A Simplified Self-Organising Map (SSOM). x is the type of the learning rate and the difference metric. t is the type of the counter. k is the type of the model indices. p is the type of the input patterns and models.

Constructors

SSOM 

Fields

sMap :: Map k p

Maps patterns to nodes.

learningRate :: t -> x

A function which determines the learning rate for a node. The input parameter indicates how many patterns (or pattern batches) have previously been presented to the classifier. Typically this is used to make the learning rate decay over time. The output is the learning rate for that node (the amount by which the node's model should be updated to match the target). The learning rate should be between zero and one.

difference :: p -> p -> x

A function which compares two patterns and returns a non-negative number representing how different the patterns are. A result of 0 indicates that the patterns are identical.

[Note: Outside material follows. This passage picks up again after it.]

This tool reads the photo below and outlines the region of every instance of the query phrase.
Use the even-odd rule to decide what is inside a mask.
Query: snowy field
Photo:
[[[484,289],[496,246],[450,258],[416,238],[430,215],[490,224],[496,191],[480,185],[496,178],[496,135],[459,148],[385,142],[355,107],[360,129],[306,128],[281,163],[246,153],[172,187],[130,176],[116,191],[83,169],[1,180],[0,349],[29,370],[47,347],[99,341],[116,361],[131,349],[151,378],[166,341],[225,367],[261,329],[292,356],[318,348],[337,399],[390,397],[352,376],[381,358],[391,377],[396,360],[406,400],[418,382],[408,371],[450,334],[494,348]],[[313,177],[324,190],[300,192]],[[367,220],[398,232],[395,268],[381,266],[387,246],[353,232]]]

makeSimilar :: p -> x -> p -> p

A function which updates models. For example, if this function is f, then f target amount pattern returns a modified copy of pattern that is more similar to target than pattern is. The magnitude of the adjustment is controlled by the amount parameter, which should be a number between 0 and 1. Larger values for amount permit greater adjustments. If amount=1, the result should be identical to the target. If amount=0, the result should be the unmodified pattern.

counter :: t

A counter used as a "time" parameter. If you create the SSOM with a counter value 0, and don't directly modify it, then the counter will represent the number of patterns that this SSOM has classified.

Instances

(Num t, Ord x, Num x, Ord k) => Classifier (SSOM t) x k p Source 
Generic (SSOM t x k p) Source 
(NFData t, NFData k, NFData p) => NFData (SSOM t x k p) Source 
type Rep (SSOM t x k p) Source 

Deconstruction

toMap :: SSOM t x k p -> Map k p Source

Extracts the current models from the SSOM. A synonym for sMap.

Learning functions

exponential :: Floating a => a -> a -> a -> a Source

A typical learning function for classifiers. exponential r0 d t returns the learning rate at time t. When t = 0, the learning rate is r0. Over time the learning rate decays exponentially; the decay rate is d. Normally the parameters are chosen such that:

  • 0 < r0 < 1
  • 0 < d

Advanced control

trainNode :: (Num t, Ord k) => SSOM t x k p -> k -> p -> SSOM t x k p Source

Trains the specified node to better match a target. Most users should use train, which automatically determines the BMU and trains it.